Netflix’s secret for success: finding the right people

Hastings has long said that one of the biggest drivers of Netflix’s success is its focus on hiring and keeping exceptional talent.

“If you’re going to win the championship, you got to have incredible talent in every position. And that’s how we think about it,” he told CNBC in 2020. “We encourage people to focus on who of your employees would you fight hard to keep if they were going to another company? And those are the ones we want to hold onto.”

To secure top performers, Hastings said he was more than willing to pay for above-market rates. 

“With a fixed amount of money for salaries and a project I needed to complete, I had a choice: Hire 10 to 25 average engineers, or hire one ‘rock-star’ and pay significantly more than what I’d pay the others, if necessary,” Hastings wrote. “Over the years, I’ve come to see that the best programmer doesn’t add 10 times the value.

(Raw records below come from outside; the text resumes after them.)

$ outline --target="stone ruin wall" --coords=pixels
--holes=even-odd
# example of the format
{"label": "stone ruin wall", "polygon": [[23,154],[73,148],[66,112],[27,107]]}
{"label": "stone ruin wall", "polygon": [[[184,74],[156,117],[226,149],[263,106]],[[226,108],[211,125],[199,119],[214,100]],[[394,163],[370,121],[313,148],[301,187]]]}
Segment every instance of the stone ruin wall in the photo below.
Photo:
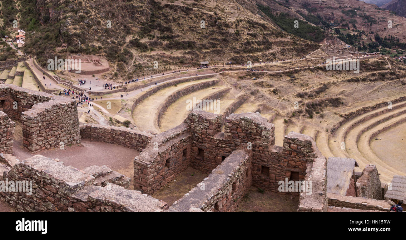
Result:
{"label": "stone ruin wall", "polygon": [[252,153],[235,151],[169,212],[234,212],[251,185]]}
{"label": "stone ruin wall", "polygon": [[0,153],[13,153],[15,123],[0,111]]}
{"label": "stone ruin wall", "polygon": [[134,161],[134,189],[151,195],[189,165],[191,141],[187,125],[158,134]]}
{"label": "stone ruin wall", "polygon": [[[23,112],[31,109],[35,104],[47,102],[54,98],[52,95],[47,93],[28,90],[11,84],[0,84],[0,111],[14,120],[21,121]],[[15,102],[17,103],[16,105]]]}
{"label": "stone ruin wall", "polygon": [[141,151],[154,135],[125,127],[80,123],[82,139],[119,145]]}
{"label": "stone ruin wall", "polygon": [[203,82],[190,86],[188,86],[178,90],[175,92],[171,94],[169,97],[165,99],[165,100],[158,107],[159,111],[157,118],[158,122],[158,126],[161,126],[161,118],[165,113],[168,108],[169,107],[178,99],[183,96],[195,92],[206,88],[209,87],[214,86],[218,83],[219,80],[213,80],[207,81]]}
{"label": "stone ruin wall", "polygon": [[[216,174],[219,175],[222,179],[220,182],[217,183],[220,190],[213,195],[215,197],[205,204],[205,206],[198,208],[200,209],[199,211],[233,211],[238,206],[239,200],[233,198],[233,193],[237,194],[236,197],[237,196],[240,197],[251,185],[268,191],[277,191],[279,180],[284,180],[287,177],[289,178],[291,172],[298,172],[300,180],[302,180],[306,178],[311,178],[312,175],[309,173],[312,171],[316,172],[319,170],[311,170],[313,165],[310,163],[318,159],[318,152],[316,150],[315,145],[313,146],[314,141],[312,141],[311,138],[302,134],[290,133],[284,139],[283,147],[274,146],[274,127],[273,124],[268,122],[266,119],[261,117],[259,114],[231,114],[223,121],[223,117],[220,114],[194,111],[185,120],[184,123],[154,136],[124,128],[86,124],[80,126],[74,101],[47,94],[37,94],[36,93],[27,92],[25,90],[23,92],[17,87],[10,87],[4,85],[1,86],[3,87],[0,88],[3,93],[1,97],[4,98],[4,100],[8,100],[9,102],[11,98],[13,100],[18,100],[18,102],[21,102],[22,105],[19,106],[19,111],[18,109],[17,111],[11,110],[9,107],[9,108],[3,108],[6,111],[11,113],[17,120],[21,120],[23,124],[24,146],[32,152],[57,147],[60,141],[65,144],[79,143],[81,135],[85,138],[119,144],[138,150],[142,150],[140,156],[134,160],[134,189],[148,194],[153,193],[173,180],[188,166],[207,174],[211,172],[213,174],[212,171],[216,169]],[[3,105],[7,105],[3,104]],[[223,124],[224,131],[222,131]],[[249,149],[247,146],[250,143],[251,147]],[[248,154],[249,157],[246,157],[245,154],[236,154],[237,152],[240,153],[240,151]],[[229,157],[230,156],[232,156],[231,157]],[[321,160],[318,161],[325,162],[325,158],[320,159]],[[227,166],[230,167],[229,163],[232,163],[231,168],[222,169],[228,167]],[[320,172],[324,172],[325,178],[325,164],[316,165],[321,168]],[[24,171],[22,166],[20,163],[15,165],[12,169],[14,170],[9,172],[11,172],[11,175],[7,174],[6,176],[10,179],[16,178],[17,175],[13,176],[12,174],[17,174],[17,172],[22,172],[18,171]],[[263,171],[262,168],[264,167],[268,168],[268,171]],[[40,168],[42,166],[35,165],[27,167],[30,171],[39,171],[37,167]],[[59,166],[58,167],[65,167]],[[233,178],[229,177],[229,173],[234,176]],[[267,176],[265,176],[265,174]],[[41,174],[46,175],[44,173]],[[324,179],[322,174],[320,176],[320,178],[315,178],[313,180],[318,181],[322,188],[324,184]],[[25,177],[28,179],[32,176],[27,175]],[[84,183],[82,185],[69,185],[67,187],[67,189],[65,187],[66,186],[63,187],[63,189],[68,189],[66,193],[62,193],[66,194],[65,195],[63,195],[62,193],[57,195],[59,194],[58,192],[53,192],[50,190],[47,190],[49,192],[47,193],[49,194],[48,196],[39,193],[41,194],[39,197],[42,199],[32,199],[27,202],[35,203],[32,204],[34,206],[37,204],[42,206],[36,208],[31,204],[25,206],[24,210],[136,211],[133,208],[125,209],[123,208],[124,205],[122,204],[106,200],[105,197],[108,192],[104,188],[101,186],[95,186],[93,183],[85,184],[88,180],[84,180]],[[206,181],[209,185],[215,182],[207,182],[207,179],[204,181]],[[69,181],[67,182],[72,182]],[[78,187],[80,189],[76,189]],[[200,188],[199,186],[196,187]],[[114,186],[113,188],[121,194],[124,191],[118,186]],[[43,193],[43,192],[42,190],[39,191]],[[54,195],[51,195],[50,193]],[[140,193],[135,191],[129,194],[135,195],[136,197],[134,196],[132,197],[137,198]],[[297,195],[298,193],[292,194]],[[47,199],[49,202],[44,205],[43,198],[48,197]],[[54,197],[59,198],[59,200],[56,201]],[[13,206],[20,204],[12,203],[14,202],[11,200],[13,197],[10,197],[7,201]],[[313,205],[324,206],[326,200],[324,201],[321,198],[319,197],[319,199],[313,199],[313,202],[318,201]],[[301,203],[306,199],[309,198],[302,197],[300,195]],[[164,207],[164,203],[159,202],[158,199],[153,201],[155,200],[158,201],[154,202],[158,202],[159,206],[158,208],[154,207],[154,209],[156,210]],[[128,199],[123,199],[124,201],[131,201]],[[63,202],[65,206],[60,205],[56,207],[55,204],[58,204],[59,201]],[[68,202],[72,203],[72,204],[67,203]],[[54,202],[55,203],[52,203]],[[134,203],[133,201],[131,204]],[[76,204],[74,206],[73,204]],[[102,207],[101,205],[103,206]],[[319,211],[320,209],[324,209],[322,207],[311,207],[308,210]],[[145,211],[148,211],[146,210]]]}
{"label": "stone ruin wall", "polygon": [[370,164],[365,167],[357,180],[356,187],[358,197],[383,199],[379,174],[375,165]]}
{"label": "stone ruin wall", "polygon": [[36,104],[22,113],[21,122],[23,145],[31,152],[80,143],[78,109],[73,99],[58,96]]}
{"label": "stone ruin wall", "polygon": [[343,208],[361,209],[389,212],[391,206],[389,202],[383,200],[366,199],[360,197],[343,196],[328,193],[327,194],[328,199],[328,205]]}
{"label": "stone ruin wall", "polygon": [[19,212],[155,212],[164,202],[126,189],[130,178],[106,166],[79,170],[35,155],[0,173],[6,181],[32,181],[32,192],[0,192]]}
{"label": "stone ruin wall", "polygon": [[60,142],[80,143],[78,109],[73,100],[2,84],[0,111],[22,123],[23,144],[32,152],[59,147]]}
{"label": "stone ruin wall", "polygon": [[[169,179],[175,178],[188,165],[203,172],[212,174],[213,169],[223,166],[224,161],[236,150],[246,149],[252,154],[250,170],[246,171],[248,173],[246,180],[250,182],[248,185],[279,192],[279,181],[289,179],[291,172],[298,172],[297,180],[311,180],[317,193],[317,195],[310,196],[300,195],[301,208],[298,210],[326,211],[326,160],[311,137],[291,133],[285,137],[283,147],[274,146],[274,126],[259,114],[231,114],[226,118],[224,132],[221,131],[222,126],[221,114],[193,111],[184,123],[153,138],[134,161],[134,189],[152,194],[168,182]],[[159,146],[154,150],[153,146],[157,142]],[[249,143],[251,149],[248,147]],[[187,146],[191,147],[190,160],[182,161],[180,156]],[[171,161],[181,163],[176,168],[177,172],[166,174],[163,171],[166,162],[164,159],[170,152],[175,156]],[[264,167],[268,168],[267,171],[264,170]],[[222,189],[225,186],[223,184],[226,184],[223,182],[217,186]],[[299,194],[297,192],[283,193]],[[227,201],[227,199],[222,201]],[[212,210],[216,203],[218,203],[209,204],[210,206],[207,208],[197,208],[204,211]],[[220,205],[227,206],[225,204],[222,202]],[[230,207],[223,209],[218,206],[216,210],[228,211],[235,206]],[[182,210],[185,209],[183,208]]]}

He or she adds more like a 100 times.”

That mindset also guided Netflix’s leadership transition. When Hastings stepped back from the C-suite, the company didn’t pick a single successor—it picked two. Greg Peters joined Ted Sarandos as co-CEO in 2023.

“It’s a high-performance technique,” Hastings said, speaking about the co-CEO model. “It’s not for most situations and most companies. But if you’ve got two people that work really well together and complement and extend and trust each other, then it’s worth doing.”

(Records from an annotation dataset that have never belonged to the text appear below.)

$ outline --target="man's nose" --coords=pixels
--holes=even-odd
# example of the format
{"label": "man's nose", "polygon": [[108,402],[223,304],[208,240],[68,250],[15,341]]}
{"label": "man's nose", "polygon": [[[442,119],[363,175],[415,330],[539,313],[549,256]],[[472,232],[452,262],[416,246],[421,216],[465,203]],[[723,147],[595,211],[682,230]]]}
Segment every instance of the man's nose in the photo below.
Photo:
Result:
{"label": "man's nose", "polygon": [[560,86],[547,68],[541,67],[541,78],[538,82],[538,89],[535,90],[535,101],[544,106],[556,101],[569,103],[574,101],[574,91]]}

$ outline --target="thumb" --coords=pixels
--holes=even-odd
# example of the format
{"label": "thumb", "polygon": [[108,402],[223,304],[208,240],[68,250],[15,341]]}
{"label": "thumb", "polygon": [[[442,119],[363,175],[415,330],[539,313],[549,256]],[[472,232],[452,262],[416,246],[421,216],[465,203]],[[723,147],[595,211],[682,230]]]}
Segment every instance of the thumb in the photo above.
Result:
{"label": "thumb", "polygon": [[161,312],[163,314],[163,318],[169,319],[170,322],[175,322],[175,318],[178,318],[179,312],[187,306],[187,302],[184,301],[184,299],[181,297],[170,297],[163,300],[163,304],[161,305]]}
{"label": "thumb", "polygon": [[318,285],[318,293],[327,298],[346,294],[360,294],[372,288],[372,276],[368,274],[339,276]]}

Netflix’s stock has soared more than 80,000% since its IPO in 2002, adjusting for stock splits.

Netflix brought unlimited PTO into the mainstream

Netflix’s flexible workplace culture has also played a key role in its success, with Hastings often known for prioritizing time off to recharge. 

“I take a lot of vacation, and I’m hoping that certainly sets an example,” the former CEO said in 2015. “It is helpful. You often do your best thinking when you’re off hiking in some mountain or something. You get a different perspective on things.”

The company was one of the first to introduce unlimited PTO, a policy that many firms have since adopted. About 57% of retail investors have said it could improve overall company performance, according to a survey by Bloomberg. Critics have argued that such policies can backfire when employees feel guilty taking time off, but Hastings has maintained that freedom is core to Netflix’s identity. 

“We are fundamentally dedicated to employee freedom because that makes us more flexible, and we’ve had to adapt so much back from DVD by mail to leading streaming today,” Hastings said. “If you give employees freedom you’ve got a better chance at that success.”

Netflix’s other cofounder, Marc Randolph, embraced a similar philosophy of valuing work-life balance.

“For over thirty years, I had a hard cut-off on Tuesdays. Rain or shine, I left at exactly 5 p.m. and spent the evening with my best friend. We would go to a movie, have dinner, or just go window-shopping downtown together,” Randolph wrote in a LinkedIn post.

“Those Tuesday nights kept me sane. And they put the rest of my work in perspective.”